The residents are organized in a community association. The association's neighbourhood watch guard is on alert for unwanted or potentially dangerous visitors, and alerts owners in case of storms or weather issues. The association offers live webcams with the Crveni Vrh's Gulf of Piran views.

==Tourism==
The five-star Kempinski Hotel Adriatic hotel offers "unique luxury" and in 2018 the hotel opened its beach. The Residence Skiper is a resort of about a dozen apartment villas, several pools, tennis and basketball courts, and an 18-hole golf course. The Residence Skiper, the beach, and the surrounding area is owned mostly by Miodrag Kostić, the wealthiest Serbian person.

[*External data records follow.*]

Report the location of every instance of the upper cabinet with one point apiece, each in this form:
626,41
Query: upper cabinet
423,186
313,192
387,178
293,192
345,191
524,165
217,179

The area is one of the fastest developing in Croatia. In 2021, in Crveni Vrh, Kostić started building Petram Resort which was named by daily Delo "this year's largest Croatian tourism investment."

Crveni Vrh is home to Monte Rosso, the largest private olive tree estate in Croatia, which is owned by two Slovenians. When Slovenia confiscated the house of bankruptcy manager Brane Gorše, it was the first out-of-country property that Slovenia had confiscated due to tax evasion.